Locci był właścicielem licznych nieruchomości i często wchodził w ostre spory z sąsiadami. W 1687 dwukrotnie napadł na dwór Anny Wnarewskiej z udziałem zbrojnej kompanii „Szwaycarów z alabardami, pachołków z muszkietami, dragonią z bandoletami, woźnic, rzemieślników, mularczyków z pałkami, kijami, siekierami, berdyszami”. W 1719 roku jako wójt wsi Mokotów Locci wytoczył Carlowi Antoniowi Bayowi i Francescowi Ceroniemu oraz pracującym dla nich strycharzom: Janowi Boszczyńskiemu i Dominikowi Kraskiewiczowi proces o prowadzenie pokątnego wyszynku na terenie dzierżawionej cegielni, do czego miała prawo jedynie karczma wójtowska. Sąd nakazał pod karą banicji zaprzestania tego procederu, a Locciemu do wystawienia w ciągu pół roku gospody dla robotników cegielni.

Locci długo pozostawał kawalerem. Dopiero w 1705 roku, w wieku ponad 60 lat, ożenił się z Anną Szymanowską, skarbnikówną sochaczewską, która wniosła mu w posagu wsie Słubica i Bukówka na Mazowszu. Wpisy w księdze chrztów parafii Św. Jana przekonują, że miał z nią dwoje dzieci: córkę Mariannę Ewę, ochrzczoną 25 kwietnia 1710 roku oraz syna Gabriela Józefa, którego chrzest odbył się 3 kwietnia 1713 roku. Potomstwo to musiało umrzeć w dzieciństwie, ponieważ w 1727 roku Locci zapisał większość swojego majątku bratankowi Franciszkowi. Zmarł w Warszawie 22 października 1732 roku i został pochowany w kościele Karmelitów Trzewiczkowych na Lesznie.

Locci nie miał – jak o sobie pisał w listach do Jana III – zawodowego wykształcenia, wyróżniał się jednak rozległą, jak na owe czasy, wiedzą ogólną, nieprzeciętnymi zdolnościami oraz umiejętnościami inżynierskimi, a swoje kwalifikacje podwyższał dzięki współpracy z ważnymi architektami i budowniczymi epoki.
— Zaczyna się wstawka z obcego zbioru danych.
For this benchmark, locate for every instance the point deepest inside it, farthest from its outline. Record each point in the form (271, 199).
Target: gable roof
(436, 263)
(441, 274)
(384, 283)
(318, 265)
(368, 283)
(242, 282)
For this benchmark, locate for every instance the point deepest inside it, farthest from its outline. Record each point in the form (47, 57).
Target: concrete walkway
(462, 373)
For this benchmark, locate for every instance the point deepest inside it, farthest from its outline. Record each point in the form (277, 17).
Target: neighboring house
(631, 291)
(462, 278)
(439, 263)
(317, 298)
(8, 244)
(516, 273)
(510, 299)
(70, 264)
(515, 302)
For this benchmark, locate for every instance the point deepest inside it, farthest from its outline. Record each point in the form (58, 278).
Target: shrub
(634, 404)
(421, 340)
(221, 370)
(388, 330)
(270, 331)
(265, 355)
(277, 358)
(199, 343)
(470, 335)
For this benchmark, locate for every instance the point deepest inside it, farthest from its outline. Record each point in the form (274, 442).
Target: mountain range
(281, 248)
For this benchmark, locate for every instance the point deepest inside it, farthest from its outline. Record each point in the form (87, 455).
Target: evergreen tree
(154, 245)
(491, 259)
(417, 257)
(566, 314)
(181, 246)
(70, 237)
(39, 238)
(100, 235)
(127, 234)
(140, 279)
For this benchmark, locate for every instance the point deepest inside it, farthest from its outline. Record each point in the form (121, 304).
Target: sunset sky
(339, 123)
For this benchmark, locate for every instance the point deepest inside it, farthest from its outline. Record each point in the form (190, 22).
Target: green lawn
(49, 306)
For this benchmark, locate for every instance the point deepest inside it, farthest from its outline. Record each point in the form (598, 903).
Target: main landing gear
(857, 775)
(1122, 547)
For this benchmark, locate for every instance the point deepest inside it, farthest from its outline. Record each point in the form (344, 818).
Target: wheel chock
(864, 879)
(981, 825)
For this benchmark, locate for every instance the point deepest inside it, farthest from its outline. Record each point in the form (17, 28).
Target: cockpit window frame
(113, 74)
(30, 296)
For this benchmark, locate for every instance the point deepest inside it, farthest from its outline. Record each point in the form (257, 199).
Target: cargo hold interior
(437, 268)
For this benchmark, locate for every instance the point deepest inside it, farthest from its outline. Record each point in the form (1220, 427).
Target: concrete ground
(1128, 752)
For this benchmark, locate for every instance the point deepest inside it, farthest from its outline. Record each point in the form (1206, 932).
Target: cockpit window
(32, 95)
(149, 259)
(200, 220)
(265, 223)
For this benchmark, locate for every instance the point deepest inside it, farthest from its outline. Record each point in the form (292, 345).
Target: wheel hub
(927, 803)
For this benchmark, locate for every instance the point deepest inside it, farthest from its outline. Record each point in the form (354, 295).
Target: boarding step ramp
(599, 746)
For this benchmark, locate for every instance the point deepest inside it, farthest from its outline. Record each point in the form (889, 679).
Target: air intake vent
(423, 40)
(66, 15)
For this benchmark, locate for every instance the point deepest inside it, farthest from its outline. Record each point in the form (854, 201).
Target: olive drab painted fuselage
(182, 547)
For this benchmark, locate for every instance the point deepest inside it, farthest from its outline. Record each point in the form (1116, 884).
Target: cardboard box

O jego wszechstronnych technicznych możliwościach świadczy zaginiony, wykonany przez niego w 1686 roku „stosownie do uchwały sejmu” plan Warszawy: „Delineacja miasta Starej i Nowej Warszawy oraz cyrcumferencja pryncypalniejszych jurydyk”. Jako człowiek i artysta cieszył się więc Locci wyjątkowo uprzywilejowaną pozycją na dworze królewskim, o czym świadczy ton listów do możnych zleceniodawców, znacznie bardziej poufały, niż u zwykłego oficjalisty. Syn spolonizowanego włoskiego galantuomo, który stał się istnym Sarmatą, temperamentnym, skłonnym do pieniactwa polskim „szlachciurą”, miał szczęcie dożyć sędziwego wieku, a jego trwająca blisko 60 lat kariera przyniosła mu zawodowy sukces i powszechny szacunek.